Otro día debatió si correspondía algún tipo de censura moral. Luego de una reflexión que la tuvo ausente y ocupada un buen rato concluyó que no comulgaba con lo políticamente correcto y a veces era necesario sacudir los cimientos para formar opinión. Un tomo algo deslucido de Lolita de Nobokov marchó hacia el sanitario un domingo a la noche. Los días pasaban y los libros también. Se imaginó los ánimos de las tropas por el piso. Los errantes literatos cabizbajos volviendo de la trinchera a ese Campo de Marte de la literatura, la estantería. Mientras preparaba la cena un imaginario Romain Rolland irónicamente en uniforme militar sentado en un banquito bajo, en un rincón de la cocina sacudía la cabeza mientras sostenía una cacharro de metal abollado rebosante de vino Pinard. Ella le recordó que era un combate de la grandeza contra la barbarie sostenido a fuerza de pluma.

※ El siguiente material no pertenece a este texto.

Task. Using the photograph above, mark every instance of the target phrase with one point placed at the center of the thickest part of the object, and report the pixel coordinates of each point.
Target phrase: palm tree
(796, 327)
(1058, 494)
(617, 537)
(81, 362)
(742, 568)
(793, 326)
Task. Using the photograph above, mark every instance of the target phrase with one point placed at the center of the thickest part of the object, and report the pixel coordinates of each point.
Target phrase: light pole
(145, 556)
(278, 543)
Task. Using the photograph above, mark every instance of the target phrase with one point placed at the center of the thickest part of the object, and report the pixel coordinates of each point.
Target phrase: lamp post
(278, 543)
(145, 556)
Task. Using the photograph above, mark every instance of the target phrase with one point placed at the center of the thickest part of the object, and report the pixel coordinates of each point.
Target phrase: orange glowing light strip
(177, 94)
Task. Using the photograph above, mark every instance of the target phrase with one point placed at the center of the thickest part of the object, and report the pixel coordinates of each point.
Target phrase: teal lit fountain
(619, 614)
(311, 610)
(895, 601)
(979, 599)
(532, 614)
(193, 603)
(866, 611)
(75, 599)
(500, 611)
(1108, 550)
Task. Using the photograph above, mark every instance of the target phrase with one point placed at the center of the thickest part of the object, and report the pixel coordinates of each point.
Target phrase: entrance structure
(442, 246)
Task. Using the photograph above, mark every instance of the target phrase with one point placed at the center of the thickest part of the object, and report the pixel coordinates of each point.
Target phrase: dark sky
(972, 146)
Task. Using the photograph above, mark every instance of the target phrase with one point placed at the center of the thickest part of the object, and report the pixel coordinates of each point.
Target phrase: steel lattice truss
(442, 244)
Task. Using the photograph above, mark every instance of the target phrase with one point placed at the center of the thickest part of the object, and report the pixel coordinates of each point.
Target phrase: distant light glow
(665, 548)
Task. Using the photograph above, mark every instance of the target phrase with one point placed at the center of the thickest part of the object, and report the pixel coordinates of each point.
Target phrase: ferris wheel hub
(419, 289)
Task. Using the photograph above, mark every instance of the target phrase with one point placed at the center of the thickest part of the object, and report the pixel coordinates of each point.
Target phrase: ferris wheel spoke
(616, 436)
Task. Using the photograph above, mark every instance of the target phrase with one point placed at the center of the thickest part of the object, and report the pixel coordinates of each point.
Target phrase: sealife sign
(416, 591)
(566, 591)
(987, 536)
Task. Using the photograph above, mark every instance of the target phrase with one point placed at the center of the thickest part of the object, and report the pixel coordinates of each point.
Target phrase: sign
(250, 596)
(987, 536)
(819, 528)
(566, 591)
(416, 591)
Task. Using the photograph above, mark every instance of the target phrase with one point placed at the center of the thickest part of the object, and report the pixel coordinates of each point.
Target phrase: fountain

Cuando los días comenzaron a hacerse más fríos recurrió a la artillería pesada de la doble fila de tomos de la mesa de luz y la cómoda. Una brigada de personajes atormentados y resquebrajados a los que les tenía especial cariño. Limpió el fino moho sobre la cubierta símil cuero verde británico de James Joyce casi disculpándose. Levi, Steinbeck, Allende, Roa Bastos.

La ciudad se había vuelto mucho más silenciosa, los ruidos de la avenida ya no se colaban por la ventana entre el bordado anárquico de las ramas peladas y el cielo gris. Algunas veces disimulaba y otras realmente se olvidaba atareada con el teletrabajo y los quehaceres que exigían en cuarentena mayor esmero. Ese miércoles casi no se dio cuenta. En un segundo plano la puerta del baño se cerró y casi inmediatamente volvió a abrirse. Con su voz de adulto nuevo Mateo gritó asomando la cabeza - ¡Mamá! ¿Dónde está el libro del baño?

Levantó la vista de la computadora y se quedó repitiendo las palabras en su cabeza. Como en una cata de tiempo, saboreó el momento para que durara. Entonces se levantó, fue hasta el lugar de la estantería donde más temprano había colocado el libro y volvió a sacarlo.

 

- ¿Mamá estas riendo o llorando?- preguntó Mateo cuando se encontraron a medio camino.

- Las dos cosas - contestó.

 

Mateo levantó la ceja derecha muy arriba como hacía siempre. Inclinó la cabeza como un cachorro queriendo ser amable y sonrió para hacerla sentir acompañada. Urgido por volver dio vuelta sobre sí mismo y partió ligero impulsándose con una mano en la pared y en la otra una edición de bolsillo de tapa blanda de El Cartero de Charles Bukowski.